Pulsar Detection with Deep Learning
Manideep Pendyala
TL;DR
The work addresses the challenge of automated pulsar candidate classification in large radio surveys by introducing a multi-modal deep learning pipeline that fuses array-derived features with image-based diagnostics. Starting from GMRT data, the pipeline converts raw observations to filterbanks, folds across trial dispersion measures, and generates ~32,000 candidates represented by four diagnostics, which are then analyzed by a hierarchy of models. A stacked base model achieves 68% accuracy, which is improved to 87% with an enhanced CNN, and finally to 94% with a GAN-augmented CNN that balances precision and recall on a held-out test set. The results demonstrate that combining array and image channels enhances separability versus image-only approaches and that targeted generative augmentation boosts minority pulsar recall, with methods designed to be survey-agnostic and scalable to future facilities like the SKA. This approach enables near real-time triage and provides a framework for extensibility to upcoming high-throughput pulsar surveys.
Abstract
Pulsar surveys generate millions of candidates per run, overwhelming manual inspection. This thesis builds a deep learning pipeline for radio pulsar candidate selection that fuses array-derived features with image diagnostics. From approximately 500 GB of Giant Metrewave Radio Telescope (GMRT) data, raw voltages are converted to filterbanks (SIGPROC), then de-dispersed and folded across trial dispersion measures (PRESTO) to produce approximately 32,000 candidates. Each candidate yields four diagnostics--summed profile, time vs. phase, subbands vs. phase, and DM curve--represented as arrays and images.
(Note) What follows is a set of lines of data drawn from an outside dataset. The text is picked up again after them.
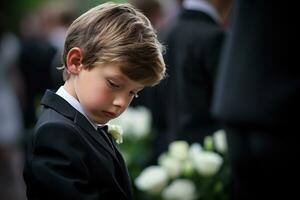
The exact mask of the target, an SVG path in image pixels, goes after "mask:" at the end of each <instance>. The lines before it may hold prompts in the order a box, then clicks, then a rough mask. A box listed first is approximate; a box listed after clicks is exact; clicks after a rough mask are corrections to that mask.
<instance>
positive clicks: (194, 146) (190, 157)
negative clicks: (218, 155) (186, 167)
mask: <svg viewBox="0 0 300 200" xmlns="http://www.w3.org/2000/svg"><path fill="white" fill-rule="evenodd" d="M201 151H202V147H201V145H200V144H199V143H193V144H191V146H190V149H189V153H188V154H189V158H191V159H192V158H193V157H195V156H197V155H198V154H199V153H201Z"/></svg>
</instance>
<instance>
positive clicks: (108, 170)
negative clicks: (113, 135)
mask: <svg viewBox="0 0 300 200" xmlns="http://www.w3.org/2000/svg"><path fill="white" fill-rule="evenodd" d="M63 62H64V79H65V84H64V85H63V86H62V87H60V89H59V90H58V91H57V92H56V93H54V92H52V91H49V90H47V91H46V93H45V95H44V96H43V98H42V101H41V104H42V105H43V106H44V109H43V111H42V113H41V115H40V117H39V120H38V122H37V124H36V126H35V129H34V134H33V136H32V138H30V141H29V143H28V149H27V152H26V162H25V168H24V179H25V183H26V186H27V197H28V199H29V200H31V199H34V200H37V199H43V200H46V199H49V200H50V199H51V200H54V199H55V200H58V199H64V200H66V199H72V200H76V199H78V200H87V199H88V200H96V199H97V200H99V199H118V200H122V199H131V198H132V194H131V184H130V178H129V176H128V173H127V169H126V166H125V163H124V160H123V158H122V156H121V154H120V152H119V151H118V150H117V148H115V144H114V142H113V140H112V138H110V136H109V134H107V127H106V126H105V124H106V123H107V122H108V121H109V120H111V119H113V118H116V117H118V116H119V115H120V114H121V113H122V112H123V111H124V110H125V109H126V108H127V107H128V105H129V104H130V102H131V100H132V99H133V98H134V97H136V96H137V93H138V92H139V91H140V90H142V89H143V88H144V87H146V86H152V85H155V84H157V83H159V81H160V80H161V79H162V78H163V77H164V75H165V64H164V61H163V59H162V46H161V45H160V43H159V42H158V40H157V38H156V34H155V32H154V30H153V28H152V27H151V24H150V22H149V20H148V19H147V18H146V17H145V16H144V15H143V14H141V13H140V12H138V11H137V10H135V9H134V8H133V7H132V6H130V5H129V4H113V3H105V4H102V5H100V6H97V7H95V8H92V9H91V10H89V11H88V12H86V13H84V14H83V15H81V16H80V17H79V18H78V19H76V20H75V21H74V22H73V23H72V24H71V26H70V27H69V29H68V32H67V36H66V42H65V49H64V53H63Z"/></svg>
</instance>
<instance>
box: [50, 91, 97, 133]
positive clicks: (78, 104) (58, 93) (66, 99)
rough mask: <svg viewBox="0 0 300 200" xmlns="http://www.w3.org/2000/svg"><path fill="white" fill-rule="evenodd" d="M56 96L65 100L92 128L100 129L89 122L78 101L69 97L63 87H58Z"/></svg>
mask: <svg viewBox="0 0 300 200" xmlns="http://www.w3.org/2000/svg"><path fill="white" fill-rule="evenodd" d="M56 94H57V95H58V96H60V97H61V98H63V99H64V100H66V101H67V102H68V103H69V104H70V105H71V106H72V107H73V108H75V109H76V110H77V111H78V112H80V113H81V114H83V115H84V116H85V117H86V118H87V120H88V121H89V122H90V123H91V124H92V125H93V127H94V128H95V129H96V130H97V128H98V127H101V126H103V125H101V124H96V123H94V122H92V121H91V120H90V118H89V117H88V116H87V114H86V113H85V112H84V109H83V107H82V106H81V104H80V103H79V101H78V100H77V99H76V98H75V97H73V96H72V95H70V94H69V93H68V92H67V90H66V89H65V88H64V86H60V88H59V89H58V90H57V92H56Z"/></svg>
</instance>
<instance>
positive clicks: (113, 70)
mask: <svg viewBox="0 0 300 200" xmlns="http://www.w3.org/2000/svg"><path fill="white" fill-rule="evenodd" d="M143 88H144V85H142V84H140V83H138V82H135V81H132V80H130V79H129V78H128V77H127V76H125V75H124V74H123V73H122V72H121V71H120V67H119V66H117V65H114V64H105V65H101V66H95V67H94V68H92V69H90V70H88V69H84V68H81V69H80V72H79V73H78V75H77V76H76V77H75V79H74V89H75V93H76V94H75V95H76V97H77V99H78V101H79V102H80V104H81V105H82V106H83V108H84V110H85V112H86V114H87V115H88V116H89V118H90V119H91V120H93V121H94V122H96V123H99V124H105V123H107V122H108V121H109V120H111V119H113V118H116V117H118V116H119V115H120V114H121V113H123V112H124V110H125V109H126V108H127V107H128V106H129V104H130V102H131V101H132V99H133V98H134V97H135V95H136V94H137V92H139V91H140V90H142V89H143Z"/></svg>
A baseline stacked model (ANNs for arrays + CNNs for images with logistic-regression fusion) reaches 68% accuracy. We then refine the CNN architecture and training (regularization, learning-rate scheduling, max-norm constraints) and mitigate class imbalance via targeted augmentation, including a GAN-based generator for the minority class. The enhanced CNN attains 87% accuracy; the final GAN+CNN system achieves 94% accuracy with balanced precision and recall on a held-out test set, while remaining lightweight enough for near--real-time triage. The results show that combining array and image channels improves separability over image-only approaches, and that modest generative augmentation substantially boosts minority (pulsar) recall. The methods are survey-agnostic and extensible to forthcoming high-throughput facilities.